Чувствуя, как кровь грохочет в висках, как кожа начинает пылать, я все ждала касания губ. Ждала тех невероятных ощущений, которые достались мне в пошлый раз, но Эргет все медлил, словно дразня, и не давая того, что так хотелось.
— Не сейчас, Менге Унэг, — чуть отстранившись, больше не нависая так низко надо мной, колдун с кривой усмешкой рассматривал мое лицо, словно на нем было написаны все мысли, что бродили в моей голове. — Когда я вернусь из похода, тогда и будем решать, что мне делать с тобой. А пока прилежно учись.
Резко отстранившись, колдун оставил меня словно в каком-то тумане, хотя небо оставалось таким же ясным и чистым. До ушей доносился потусторонний скрип и скрежет, словно огромные когти царапали землю изнутри. Слышалось тихое подвывание и трескотня каких-то насекомых. Только все это больше не трогало меня. Я чувствовала неудовлетворение, обиду и неясную тоску, словно меня раздели и нагой выставили перед всем улусом. Чувствуя, как вниз, по виску катится горячая слеза, я судорожно вздохнула. До чего все сложно и непонятно.
— Не рыдай, девушка, — тихо проговорил Эргет, заставив задохнуться. Я была уверена, что колдун ушел, оставив меня совсем одну на краю этой пустыни. — Поверь, ты останешься довольна, просто все это будет не сейчас.
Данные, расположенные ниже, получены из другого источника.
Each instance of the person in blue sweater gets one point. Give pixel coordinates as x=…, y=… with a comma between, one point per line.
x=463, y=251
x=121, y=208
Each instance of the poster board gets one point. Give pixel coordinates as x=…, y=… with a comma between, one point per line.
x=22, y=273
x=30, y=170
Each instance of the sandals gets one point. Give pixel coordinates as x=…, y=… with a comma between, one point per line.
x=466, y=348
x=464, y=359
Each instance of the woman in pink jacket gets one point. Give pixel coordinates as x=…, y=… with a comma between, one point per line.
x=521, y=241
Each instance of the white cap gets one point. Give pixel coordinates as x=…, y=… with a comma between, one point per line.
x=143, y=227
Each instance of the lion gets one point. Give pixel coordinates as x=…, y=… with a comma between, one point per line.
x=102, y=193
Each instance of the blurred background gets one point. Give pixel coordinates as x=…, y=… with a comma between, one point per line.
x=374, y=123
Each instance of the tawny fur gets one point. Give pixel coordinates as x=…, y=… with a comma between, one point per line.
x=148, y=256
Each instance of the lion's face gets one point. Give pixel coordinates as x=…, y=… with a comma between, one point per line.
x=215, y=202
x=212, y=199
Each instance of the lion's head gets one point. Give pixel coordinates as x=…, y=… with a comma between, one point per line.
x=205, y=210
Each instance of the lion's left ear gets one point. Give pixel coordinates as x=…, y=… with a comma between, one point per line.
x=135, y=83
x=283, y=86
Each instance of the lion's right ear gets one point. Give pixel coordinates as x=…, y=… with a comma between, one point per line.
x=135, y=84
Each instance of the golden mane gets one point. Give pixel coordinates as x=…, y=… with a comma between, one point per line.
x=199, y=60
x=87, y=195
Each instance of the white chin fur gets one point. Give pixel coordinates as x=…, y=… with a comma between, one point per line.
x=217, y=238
Пытаясь успокоиться, чтобы еще больше не выдать собственное разочарование, хотя, кажется, это уже было невозможно, я всматривалась в звезды, выискивая знакомые рисунки. Колдун прав, я просто не имею права что-то у него требовать или чего-то ожидать. Согласившись быть последней служанкой в его юрте, я смею быть недовольна сейчас, оказавшись на правах господской дочери. Впору чувствовать себя неблагодарной. Только никак не получалось.
Дорогу обратно в улус я почти не запомнила. Хотелось спать, хотелось несколько раз стукнуть одного колдуна по лбу, что было мне вовсе не свойственно.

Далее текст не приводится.